Namun, itu bukan solusi yang tepat. Mereka sadar akan hal tersebut, tetapi tetap saja melakukannya. Itu tidak berbeda dari tindakan perundungan. Ya, meskipun Nala adalah pelaku, tindakan semacam itu tetap salah.
Sekarang, Nala sedang menuai akibat dari perbuatannya sendiri. Kata-kataku kemarin siang mungkin terlalu pahit, tetapi aku tidak peduli. Biarkan dia berpikir dengan otak dan nuraninya. Apakah dia sejahat itu? Kalau dia harus berpikir hingga bergadang semalaman karena memikirkan ucapanku sampai tidak bisa tidur, itu bukan urusanku. Aku benar-benar kecewa dengan apa yang dia lakukan.
Berita itu bukan hanya kabar angin lewat. Setelah mendapat konfirmasi langsung dari Nala, aku tidak terkejut sama sekali.

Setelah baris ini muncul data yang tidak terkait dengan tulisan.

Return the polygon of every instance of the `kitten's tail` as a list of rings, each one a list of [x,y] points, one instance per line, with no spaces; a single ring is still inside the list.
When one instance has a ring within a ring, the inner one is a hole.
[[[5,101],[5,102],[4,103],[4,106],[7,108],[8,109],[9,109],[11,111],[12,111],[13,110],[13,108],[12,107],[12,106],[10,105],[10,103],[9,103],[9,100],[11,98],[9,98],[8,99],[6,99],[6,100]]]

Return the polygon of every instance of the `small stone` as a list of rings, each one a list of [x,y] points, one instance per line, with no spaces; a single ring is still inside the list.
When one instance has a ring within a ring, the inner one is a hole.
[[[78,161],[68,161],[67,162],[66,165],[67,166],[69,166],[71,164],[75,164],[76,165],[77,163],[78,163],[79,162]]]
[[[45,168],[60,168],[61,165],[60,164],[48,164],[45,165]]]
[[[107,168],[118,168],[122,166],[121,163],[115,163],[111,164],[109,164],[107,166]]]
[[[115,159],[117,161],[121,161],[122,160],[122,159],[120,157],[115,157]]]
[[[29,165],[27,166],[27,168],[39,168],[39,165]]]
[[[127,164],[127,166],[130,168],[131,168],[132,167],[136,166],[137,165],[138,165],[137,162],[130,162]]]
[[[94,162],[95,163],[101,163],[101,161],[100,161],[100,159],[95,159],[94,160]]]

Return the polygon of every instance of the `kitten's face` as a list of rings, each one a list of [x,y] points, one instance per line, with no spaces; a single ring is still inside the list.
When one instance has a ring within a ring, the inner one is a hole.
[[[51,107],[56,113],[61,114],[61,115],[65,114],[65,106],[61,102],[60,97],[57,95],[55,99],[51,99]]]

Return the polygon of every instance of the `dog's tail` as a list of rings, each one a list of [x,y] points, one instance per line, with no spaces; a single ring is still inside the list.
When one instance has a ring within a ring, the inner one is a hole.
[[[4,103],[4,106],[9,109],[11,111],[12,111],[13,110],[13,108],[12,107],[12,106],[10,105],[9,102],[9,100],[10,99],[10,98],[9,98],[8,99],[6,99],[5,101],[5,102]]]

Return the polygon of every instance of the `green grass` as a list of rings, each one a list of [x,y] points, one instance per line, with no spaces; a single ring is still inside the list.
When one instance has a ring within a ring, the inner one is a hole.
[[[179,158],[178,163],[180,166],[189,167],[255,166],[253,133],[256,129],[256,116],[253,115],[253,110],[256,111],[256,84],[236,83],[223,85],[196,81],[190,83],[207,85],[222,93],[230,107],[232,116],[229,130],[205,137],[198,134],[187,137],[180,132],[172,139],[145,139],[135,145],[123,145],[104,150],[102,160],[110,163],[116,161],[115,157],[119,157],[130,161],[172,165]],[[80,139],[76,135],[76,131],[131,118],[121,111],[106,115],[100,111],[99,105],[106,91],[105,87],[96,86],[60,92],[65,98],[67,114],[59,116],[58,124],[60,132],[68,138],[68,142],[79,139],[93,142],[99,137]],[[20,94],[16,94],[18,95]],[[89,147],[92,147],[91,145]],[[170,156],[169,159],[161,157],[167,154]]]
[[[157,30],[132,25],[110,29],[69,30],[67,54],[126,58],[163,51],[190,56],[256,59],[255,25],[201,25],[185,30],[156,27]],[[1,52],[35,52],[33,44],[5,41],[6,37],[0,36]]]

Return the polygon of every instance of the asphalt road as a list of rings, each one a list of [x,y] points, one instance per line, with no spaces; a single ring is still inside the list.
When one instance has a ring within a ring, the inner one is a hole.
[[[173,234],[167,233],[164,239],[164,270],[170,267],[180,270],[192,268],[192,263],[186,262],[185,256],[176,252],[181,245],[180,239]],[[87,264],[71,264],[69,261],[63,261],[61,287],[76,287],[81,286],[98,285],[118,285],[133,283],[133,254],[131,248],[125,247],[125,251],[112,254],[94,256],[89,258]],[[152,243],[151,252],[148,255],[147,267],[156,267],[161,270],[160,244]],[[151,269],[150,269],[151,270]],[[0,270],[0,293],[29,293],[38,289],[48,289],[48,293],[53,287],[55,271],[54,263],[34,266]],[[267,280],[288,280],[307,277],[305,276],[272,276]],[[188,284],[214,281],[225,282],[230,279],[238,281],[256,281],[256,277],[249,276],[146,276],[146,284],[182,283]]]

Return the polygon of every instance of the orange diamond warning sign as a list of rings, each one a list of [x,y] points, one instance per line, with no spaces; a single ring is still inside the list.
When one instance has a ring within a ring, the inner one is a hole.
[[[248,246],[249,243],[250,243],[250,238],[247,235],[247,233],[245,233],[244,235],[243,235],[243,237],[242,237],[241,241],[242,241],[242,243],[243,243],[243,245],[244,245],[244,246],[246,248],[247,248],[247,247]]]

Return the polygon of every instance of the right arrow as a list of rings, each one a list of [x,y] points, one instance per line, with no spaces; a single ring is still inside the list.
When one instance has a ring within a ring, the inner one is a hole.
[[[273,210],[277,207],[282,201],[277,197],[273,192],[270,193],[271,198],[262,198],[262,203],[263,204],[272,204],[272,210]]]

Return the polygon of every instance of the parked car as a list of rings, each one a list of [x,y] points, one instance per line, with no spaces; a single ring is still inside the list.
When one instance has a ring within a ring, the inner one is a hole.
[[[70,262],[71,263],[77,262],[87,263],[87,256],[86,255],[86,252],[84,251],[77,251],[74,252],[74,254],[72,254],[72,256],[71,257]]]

Meski begitu, aku tidak menyebarkan kabar tersebut di sekolah. Aku tidak mau menjadi pengkhianat seperti Nala, yang diam-diam melakukan sesuatu untuk menghancurkan hidup orang terdekatnya. Meski dia bukan lagi sahabatku, setidaknya aku masih bisa bertindak sebagai manusia yang punya hati nurani—sesuatu yang sayangnya tidak dimiliki Nala.
Tepat satu minggu setelah berita itu muncul, kepala sekolah memanggil salah satu anggota keluarga Nala ke sekolah untuk membicarakan keributan yang ditimbulkan. Nama sekolah bisa tercemar di mata masyarakat, sekaligus di hadapan sekolah-sekolah lain. Meskipun sekolah kami setiap tahun mengirimkan siswa ke olimpiade tingkat provinsi, perbuatan Nala akan menjadi aib besar. Reputasi baik sekolah bisa rusak hanya karena tindakan buruk satu orang.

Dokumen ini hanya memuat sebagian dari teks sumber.